The group has worked to find cancer treatments that will specifically target tumors that chemotherapy often fails to subdue.
The grant, called 'Microelectrode oxygenation control of tumor necrosis,' will fund collaborations between the department of chemical engineering at UMass, headed by Assistant Professor Neil Forbes, and the department of electrical engineering at the University of Michigan under the leadership of Michel Maharbiz.
Forbes has created a device called a 'Cylindroid' which takes a small sphere of cells and compresses them into a cylindrical shape while surrounding them with a liquid that mimics the environment that live cells exist in. The Cylindroid gives Forbes and his team a visual of cells in the center of the cylinder dying due to lack of oxygen. The cylinder of colon cancer cells, which resembles the structure of a tumor, allows researchers to see the different stages of life each cell is in.
Within the tumor are three main types of cells. The cells closest to arteries and veins, called proliferating cells, have immediate access to the bloodstream, and therefore to oxygen, causing the cells to grow rapidly. The cells in the middle are called quiescent cells; they grow more slowly because less oxygen reaches them.

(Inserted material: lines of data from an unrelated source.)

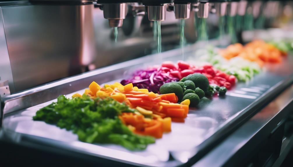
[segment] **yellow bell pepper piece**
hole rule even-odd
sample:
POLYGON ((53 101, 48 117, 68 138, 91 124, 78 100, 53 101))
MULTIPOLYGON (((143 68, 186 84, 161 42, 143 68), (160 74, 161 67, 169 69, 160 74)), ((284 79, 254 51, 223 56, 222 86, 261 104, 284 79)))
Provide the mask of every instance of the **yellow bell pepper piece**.
POLYGON ((118 94, 113 95, 110 96, 110 97, 120 102, 123 102, 125 100, 125 98, 123 96, 118 94))
POLYGON ((162 122, 163 125, 163 131, 168 132, 171 131, 171 118, 167 117, 163 119, 159 118, 158 120, 162 122))
POLYGON ((138 91, 141 92, 149 93, 149 90, 148 90, 147 89, 139 89, 138 91))
POLYGON ((106 98, 109 96, 109 95, 104 91, 99 91, 97 92, 97 96, 101 98, 106 98))
POLYGON ((108 87, 107 88, 106 88, 106 89, 107 90, 107 91, 108 91, 110 92, 113 92, 114 91, 114 90, 113 90, 112 89, 112 88, 111 88, 110 87, 108 87))
POLYGON ((124 87, 123 86, 119 86, 117 87, 117 90, 120 92, 124 92, 124 87))
POLYGON ((137 86, 134 86, 134 87, 133 87, 133 88, 132 88, 132 90, 134 91, 138 91, 139 89, 138 88, 137 86))
POLYGON ((72 95, 72 96, 71 96, 71 97, 72 97, 73 98, 76 98, 76 97, 81 97, 82 96, 79 93, 75 93, 75 94, 72 95))
POLYGON ((84 94, 88 96, 92 96, 93 94, 93 93, 89 90, 86 89, 86 90, 84 90, 84 94))
POLYGON ((149 93, 149 96, 150 98, 152 99, 154 99, 155 98, 157 95, 156 95, 156 93, 153 92, 151 92, 149 93))
POLYGON ((116 82, 113 84, 114 85, 115 85, 116 87, 119 87, 119 86, 123 86, 122 84, 120 84, 118 82, 116 82))
POLYGON ((132 91, 132 88, 133 88, 133 85, 132 84, 132 83, 130 83, 124 86, 124 91, 125 92, 131 91, 132 91))
POLYGON ((98 84, 94 81, 93 81, 91 84, 90 86, 88 86, 88 88, 90 88, 90 90, 92 92, 94 95, 95 95, 98 91, 100 90, 101 89, 101 87, 98 84))
POLYGON ((189 99, 186 99, 184 101, 181 102, 180 103, 180 104, 189 105, 190 104, 190 100, 189 99))

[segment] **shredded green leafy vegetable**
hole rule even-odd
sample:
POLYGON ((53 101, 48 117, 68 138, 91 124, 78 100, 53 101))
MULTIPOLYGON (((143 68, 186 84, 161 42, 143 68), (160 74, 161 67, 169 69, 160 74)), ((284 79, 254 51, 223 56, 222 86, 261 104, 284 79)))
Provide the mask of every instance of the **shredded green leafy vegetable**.
POLYGON ((72 130, 81 141, 113 143, 131 150, 145 149, 155 142, 152 137, 134 133, 118 116, 136 110, 108 98, 91 99, 84 95, 71 99, 60 96, 57 102, 41 109, 33 118, 72 130))

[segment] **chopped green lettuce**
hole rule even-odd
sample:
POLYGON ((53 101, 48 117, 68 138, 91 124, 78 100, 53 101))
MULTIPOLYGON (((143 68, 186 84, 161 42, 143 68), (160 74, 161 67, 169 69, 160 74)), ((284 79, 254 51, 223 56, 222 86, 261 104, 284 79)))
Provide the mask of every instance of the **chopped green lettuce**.
POLYGON ((134 133, 118 117, 123 112, 136 111, 110 98, 92 99, 84 95, 69 99, 60 95, 57 102, 40 109, 33 118, 72 130, 83 142, 113 143, 131 150, 142 150, 155 142, 154 139, 134 133))

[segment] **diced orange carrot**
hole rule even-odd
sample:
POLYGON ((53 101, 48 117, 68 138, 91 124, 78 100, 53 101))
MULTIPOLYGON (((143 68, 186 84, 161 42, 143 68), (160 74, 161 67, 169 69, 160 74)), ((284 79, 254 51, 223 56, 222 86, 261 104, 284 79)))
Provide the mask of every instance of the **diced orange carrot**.
POLYGON ((185 111, 183 108, 168 108, 167 110, 167 115, 171 117, 185 118, 185 111))
MULTIPOLYGON (((125 88, 124 90, 125 91, 125 88)), ((139 91, 129 91, 127 92, 125 91, 125 93, 127 94, 132 94, 133 95, 140 95, 141 94, 145 94, 145 92, 140 92, 139 91)))
POLYGON ((163 113, 161 113, 161 112, 158 112, 154 111, 153 111, 153 113, 156 115, 159 115, 160 116, 161 116, 161 117, 162 118, 165 118, 165 117, 166 117, 166 114, 163 113))

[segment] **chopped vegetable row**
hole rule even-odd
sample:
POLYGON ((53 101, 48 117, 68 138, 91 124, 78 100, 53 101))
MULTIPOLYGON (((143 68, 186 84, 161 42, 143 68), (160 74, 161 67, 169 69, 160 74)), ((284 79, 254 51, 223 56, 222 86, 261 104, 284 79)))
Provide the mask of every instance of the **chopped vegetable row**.
MULTIPOLYGON (((123 113, 119 117, 137 134, 161 138, 163 132, 171 131, 171 120, 184 122, 188 112, 188 103, 176 103, 178 99, 174 93, 159 95, 132 83, 123 86, 118 82, 102 87, 94 81, 89 88, 84 94, 92 98, 110 97, 136 109, 137 112, 123 113)), ((72 97, 81 96, 77 93, 72 97)))

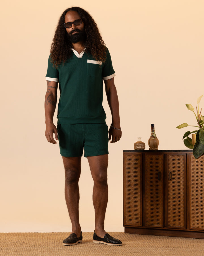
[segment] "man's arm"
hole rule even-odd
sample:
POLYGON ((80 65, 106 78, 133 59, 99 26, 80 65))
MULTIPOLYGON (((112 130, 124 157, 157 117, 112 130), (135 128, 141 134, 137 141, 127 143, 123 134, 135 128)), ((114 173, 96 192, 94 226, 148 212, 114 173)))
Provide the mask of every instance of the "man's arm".
MULTIPOLYGON (((114 77, 104 80, 105 91, 108 102, 112 115, 112 125, 118 129, 120 128, 119 113, 119 103, 116 88, 114 84, 114 77)), ((117 130, 111 127, 109 131, 109 140, 111 143, 119 141, 122 136, 121 130, 117 130)))
POLYGON ((45 135, 48 142, 56 144, 57 142, 53 138, 53 133, 55 134, 56 140, 58 139, 58 137, 57 128, 53 123, 53 117, 57 103, 57 91, 58 83, 52 81, 48 81, 47 85, 44 104, 46 125, 45 135))

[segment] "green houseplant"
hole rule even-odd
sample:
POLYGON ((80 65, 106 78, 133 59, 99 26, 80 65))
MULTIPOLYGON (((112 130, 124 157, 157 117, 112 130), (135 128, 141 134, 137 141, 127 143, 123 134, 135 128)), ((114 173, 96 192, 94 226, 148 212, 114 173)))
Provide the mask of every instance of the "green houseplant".
POLYGON ((191 149, 193 149, 193 154, 195 158, 197 159, 204 154, 204 116, 201 114, 202 108, 199 112, 199 104, 203 96, 201 95, 197 99, 197 103, 198 104, 198 108, 196 107, 197 115, 195 112, 194 108, 191 104, 186 104, 186 106, 188 109, 191 111, 193 112, 196 116, 198 126, 189 125, 186 123, 184 123, 182 124, 178 125, 176 127, 178 129, 181 129, 184 127, 187 127, 187 126, 192 126, 197 127, 198 129, 190 132, 189 131, 186 132, 184 134, 183 137, 184 143, 185 146, 191 149), (188 136, 191 133, 196 133, 196 143, 193 146, 192 143, 192 139, 188 136))

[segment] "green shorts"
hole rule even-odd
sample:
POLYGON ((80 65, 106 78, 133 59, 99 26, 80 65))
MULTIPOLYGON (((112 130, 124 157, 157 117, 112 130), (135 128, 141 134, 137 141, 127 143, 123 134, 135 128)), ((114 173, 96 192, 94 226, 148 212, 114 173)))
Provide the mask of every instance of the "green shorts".
POLYGON ((57 129, 63 156, 81 156, 84 148, 85 157, 108 154, 106 124, 59 124, 57 129))

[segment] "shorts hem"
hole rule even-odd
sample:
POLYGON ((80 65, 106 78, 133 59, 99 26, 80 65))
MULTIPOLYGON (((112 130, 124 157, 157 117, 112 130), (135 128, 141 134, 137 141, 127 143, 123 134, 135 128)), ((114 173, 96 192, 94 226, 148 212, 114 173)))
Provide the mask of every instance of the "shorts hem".
POLYGON ((64 156, 65 157, 79 157, 80 156, 82 156, 83 155, 82 154, 80 155, 80 154, 78 155, 73 154, 64 154, 61 152, 60 152, 60 154, 62 156, 64 156))
POLYGON ((84 154, 84 157, 87 157, 87 156, 102 156, 102 155, 107 155, 109 154, 108 150, 106 151, 100 151, 99 152, 96 152, 92 154, 84 154))

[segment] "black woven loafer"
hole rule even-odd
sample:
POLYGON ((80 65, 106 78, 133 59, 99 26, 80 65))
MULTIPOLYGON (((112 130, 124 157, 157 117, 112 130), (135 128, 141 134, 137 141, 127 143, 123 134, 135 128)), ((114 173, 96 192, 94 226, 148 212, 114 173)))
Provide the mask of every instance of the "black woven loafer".
POLYGON ((79 237, 77 237, 75 233, 73 233, 63 241, 64 245, 74 245, 82 241, 82 232, 81 231, 81 235, 79 237))
POLYGON ((120 240, 114 238, 107 233, 105 234, 103 238, 98 236, 94 231, 93 238, 94 243, 101 243, 109 245, 122 245, 122 242, 120 240))

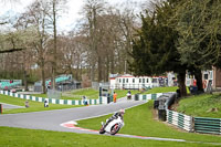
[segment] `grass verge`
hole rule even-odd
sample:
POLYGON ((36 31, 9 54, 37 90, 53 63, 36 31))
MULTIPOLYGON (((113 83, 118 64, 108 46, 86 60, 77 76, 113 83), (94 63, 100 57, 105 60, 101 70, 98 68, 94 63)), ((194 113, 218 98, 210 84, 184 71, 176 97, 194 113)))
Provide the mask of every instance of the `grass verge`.
MULTIPOLYGON (((0 103, 24 106, 25 101, 27 99, 11 97, 11 96, 7 96, 7 95, 0 95, 0 103)), ((14 109, 3 108, 3 114, 30 113, 30 112, 41 112, 41 111, 52 111, 52 109, 78 107, 78 106, 74 106, 74 105, 57 105, 57 104, 50 104, 49 107, 44 107, 44 103, 34 102, 34 101, 29 101, 29 105, 30 105, 29 108, 14 108, 14 109)))
MULTIPOLYGON (((101 122, 105 122, 108 116, 80 120, 78 126, 83 128, 99 129, 101 122)), ((186 139, 189 141, 212 141, 221 143, 220 136, 199 135, 193 133, 178 132, 175 127, 152 118, 152 102, 130 108, 125 114, 125 127, 119 132, 122 134, 186 139)))
POLYGON ((196 143, 143 140, 115 136, 0 127, 1 147, 208 147, 196 143))
POLYGON ((182 98, 177 111, 191 116, 221 118, 221 95, 202 94, 182 98))

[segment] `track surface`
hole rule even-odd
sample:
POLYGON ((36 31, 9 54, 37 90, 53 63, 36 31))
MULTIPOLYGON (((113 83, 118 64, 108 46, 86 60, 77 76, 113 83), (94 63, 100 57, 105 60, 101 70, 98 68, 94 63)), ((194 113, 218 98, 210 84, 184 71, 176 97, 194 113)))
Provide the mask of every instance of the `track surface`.
MULTIPOLYGON (((57 132, 75 132, 62 127, 61 124, 70 120, 84 119, 87 117, 101 116, 117 112, 120 108, 128 108, 143 104, 145 102, 126 102, 119 101, 116 104, 92 105, 77 108, 45 111, 35 113, 7 114, 0 115, 0 126, 45 129, 57 132)), ((80 133, 76 130, 76 133, 80 133)))
MULTIPOLYGON (((120 108, 129 108, 144 103, 146 102, 126 101, 126 98, 122 98, 118 99, 117 103, 107 105, 92 105, 77 108, 45 111, 35 113, 7 114, 7 115, 0 115, 0 126, 44 129, 44 130, 55 130, 55 132, 72 132, 72 133, 74 132, 81 134, 98 134, 97 130, 75 127, 74 122, 110 114, 117 112, 120 108)), ((198 143, 198 141, 187 141, 183 139, 133 136, 125 134, 117 134, 115 136, 139 138, 139 139, 152 139, 152 140, 198 143)), ((219 143, 198 143, 198 144, 221 145, 219 143)))

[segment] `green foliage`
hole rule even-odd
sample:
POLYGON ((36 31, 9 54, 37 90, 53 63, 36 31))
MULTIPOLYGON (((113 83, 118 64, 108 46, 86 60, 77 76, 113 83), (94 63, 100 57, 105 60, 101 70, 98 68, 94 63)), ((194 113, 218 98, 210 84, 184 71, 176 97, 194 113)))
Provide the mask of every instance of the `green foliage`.
MULTIPOLYGON (((7 95, 0 94, 0 102, 24 106, 25 99, 11 97, 7 95)), ((15 113, 30 113, 30 112, 41 112, 41 111, 52 111, 52 109, 62 109, 62 108, 71 108, 71 107, 78 107, 78 106, 71 106, 71 105, 59 105, 59 104, 50 104, 49 107, 44 107, 44 103, 29 101, 29 108, 15 108, 15 109, 4 109, 3 114, 15 114, 15 113)))
POLYGON ((178 112, 198 117, 221 118, 221 95, 196 95, 182 98, 179 102, 178 112), (212 111, 217 108, 218 112, 212 111))
MULTIPOLYGON (((177 138, 191 141, 221 143, 221 139, 218 136, 179 132, 173 127, 169 127, 168 125, 154 119, 152 105, 154 103, 150 102, 126 109, 124 115, 125 126, 119 130, 119 133, 149 137, 177 138)), ((98 130, 101 128, 101 122, 105 122, 109 116, 110 115, 106 115, 103 117, 80 120, 77 123, 80 127, 98 130)))
POLYGON ((221 67, 221 2, 187 0, 177 6, 175 28, 179 32, 181 62, 189 66, 221 67))
POLYGON ((161 6, 156 4, 154 14, 146 12, 146 15, 141 15, 143 25, 133 42, 134 62, 130 70, 135 74, 159 75, 186 70, 176 48, 178 33, 168 25, 172 13, 171 7, 164 2, 161 6))

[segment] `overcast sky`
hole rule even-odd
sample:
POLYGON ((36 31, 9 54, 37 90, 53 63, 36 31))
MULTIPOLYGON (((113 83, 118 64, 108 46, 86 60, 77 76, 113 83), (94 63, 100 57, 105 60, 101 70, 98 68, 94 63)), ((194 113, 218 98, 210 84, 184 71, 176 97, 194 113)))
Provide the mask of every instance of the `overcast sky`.
MULTIPOLYGON (((7 1, 9 0, 6 0, 6 2, 0 3, 0 17, 2 15, 12 17, 14 13, 22 13, 25 11, 25 7, 31 4, 34 0, 19 0, 19 2, 17 3, 10 3, 7 1)), ((81 18, 78 12, 83 7, 84 0, 67 0, 67 1, 69 1, 66 4, 67 10, 65 13, 62 14, 57 23, 60 31, 62 30, 70 31, 71 28, 73 28, 73 24, 76 22, 76 20, 81 18)), ((106 0, 106 1, 112 4, 115 4, 127 0, 106 0)), ((133 0, 133 1, 145 2, 147 0, 133 0)))

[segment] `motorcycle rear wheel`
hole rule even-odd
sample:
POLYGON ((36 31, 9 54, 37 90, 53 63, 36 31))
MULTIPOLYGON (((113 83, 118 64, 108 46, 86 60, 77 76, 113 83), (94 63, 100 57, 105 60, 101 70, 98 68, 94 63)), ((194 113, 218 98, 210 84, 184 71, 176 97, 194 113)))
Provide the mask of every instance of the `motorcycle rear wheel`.
POLYGON ((99 129, 99 134, 105 134, 104 127, 102 126, 102 128, 99 129))
POLYGON ((110 135, 115 135, 119 132, 119 125, 118 124, 115 124, 112 129, 110 129, 110 135))

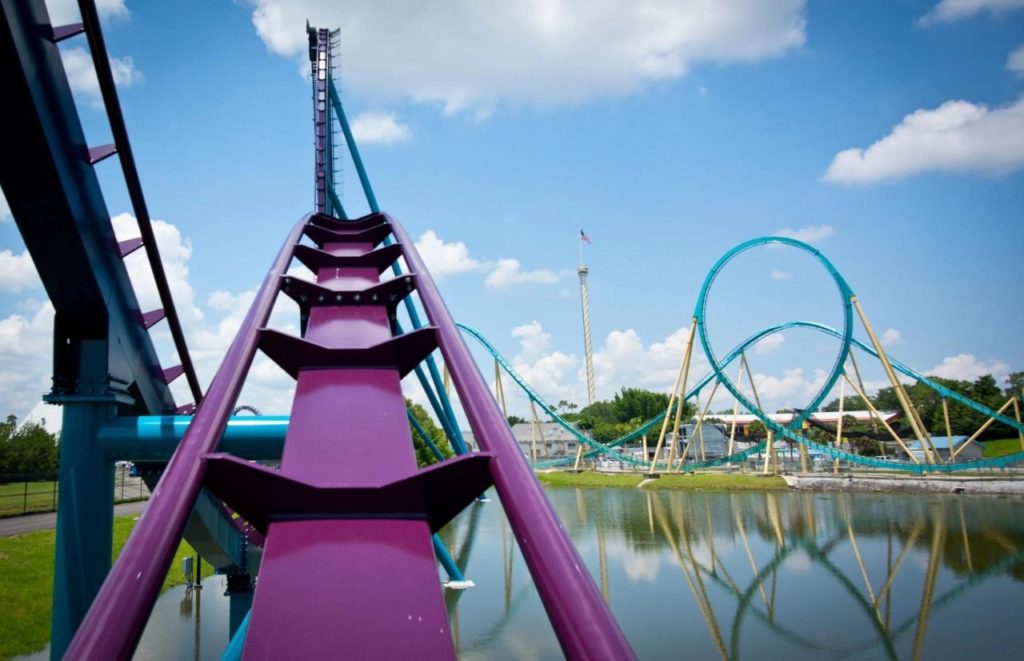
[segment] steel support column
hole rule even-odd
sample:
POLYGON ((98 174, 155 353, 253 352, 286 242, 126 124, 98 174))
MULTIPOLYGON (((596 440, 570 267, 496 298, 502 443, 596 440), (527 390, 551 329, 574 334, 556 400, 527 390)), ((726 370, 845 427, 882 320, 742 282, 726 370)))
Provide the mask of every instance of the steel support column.
POLYGON ((63 656, 111 569, 114 464, 96 434, 114 413, 113 401, 63 405, 51 659, 63 656))

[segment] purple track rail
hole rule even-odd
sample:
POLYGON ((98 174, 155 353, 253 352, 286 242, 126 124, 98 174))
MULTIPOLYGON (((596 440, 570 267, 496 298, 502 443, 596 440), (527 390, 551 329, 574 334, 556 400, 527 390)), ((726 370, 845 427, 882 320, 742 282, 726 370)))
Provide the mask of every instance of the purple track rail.
POLYGON ((264 279, 68 657, 130 657, 206 486, 266 534, 246 658, 454 658, 430 535, 492 482, 566 657, 633 658, 410 236, 382 214, 307 216, 264 279), (376 248, 389 233, 397 246, 376 248), (303 234, 318 248, 298 245, 303 234), (412 273, 379 283, 399 254, 412 273), (316 283, 283 278, 293 256, 316 283), (414 285, 432 325, 394 337, 390 314, 414 285), (262 327, 281 287, 301 289, 290 295, 308 313, 304 338, 262 327), (281 471, 212 453, 257 344, 297 379, 281 471), (417 470, 400 380, 438 347, 484 451, 417 470))
POLYGON ((281 276, 292 261, 292 249, 308 220, 306 216, 295 225, 263 278, 188 431, 157 483, 124 552, 79 625, 65 658, 131 658, 202 487, 206 468, 202 457, 216 448, 227 425, 256 354, 258 330, 270 316, 281 276))

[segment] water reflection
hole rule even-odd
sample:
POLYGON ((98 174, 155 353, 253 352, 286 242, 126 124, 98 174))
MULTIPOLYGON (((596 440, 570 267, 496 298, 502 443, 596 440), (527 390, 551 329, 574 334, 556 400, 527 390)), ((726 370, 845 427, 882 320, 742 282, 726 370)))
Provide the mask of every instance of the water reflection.
MULTIPOLYGON (((641 659, 1019 656, 1019 499, 638 489, 549 495, 641 659)), ((476 582, 444 590, 460 657, 559 659, 493 498, 474 502, 440 533, 476 582)), ((158 601, 135 658, 220 657, 227 586, 221 576, 204 586, 177 587, 158 601)))
MULTIPOLYGON (((1015 500, 549 493, 641 658, 1017 657, 1015 500)), ((478 587, 447 597, 460 653, 558 658, 500 510, 471 511, 445 532, 470 529, 476 552, 460 563, 478 587)))

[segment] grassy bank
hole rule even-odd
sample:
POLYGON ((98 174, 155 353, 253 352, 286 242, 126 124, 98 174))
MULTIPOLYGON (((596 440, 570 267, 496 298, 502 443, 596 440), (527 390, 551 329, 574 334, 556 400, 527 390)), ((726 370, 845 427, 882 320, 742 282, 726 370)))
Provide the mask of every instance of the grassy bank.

The cells in the center are called necrosis, or dead cells, as no oxygen can get to them. "In a tumor," says Forbes, "happy cells grow really fast [whereas] far away cells, due to the lack of diffusion, die."
Maharbiz's research group has made an electrode device that enables the user to control the way and amounts of oxygen being emitted by releasing a current into water.
"Michel has figured out a device that delivers microns; as a visual, a human hair is 100 microns thick," said Forbes. With this chip, oxygen can be shot into the cylinder of cells wherever the researcher wishes. Patterns of oxygen can thus be sent into the center of the cells, or throughout the cylinder in an intermittent pattern of lines, reaching areas of quiescent cells that don't normally receive such high amounts of the gas.
"[There's] a lot of grant money to put these two technologies together," says Forbes, "[we are] putting the two technologies together to research treatments of cancer."
By using the two inventions together, separated by a polymer made of natural and synthetic compounds and allows the diffusion of oxygen, the team will attempt to answer many unknown questions about the treatment of cancer tumors. "We want to know whether the lack of oxygen causes necrosis," says Forbes, "and whether certain genes, such as HIF++, allows cells to live in low oxygen environments better."
The grant money will allow the team to try a wide range of experiments on cancer cells; tests will be done involving oxygen levels, oxygen placement, nutrient levels and placement and gene therapy.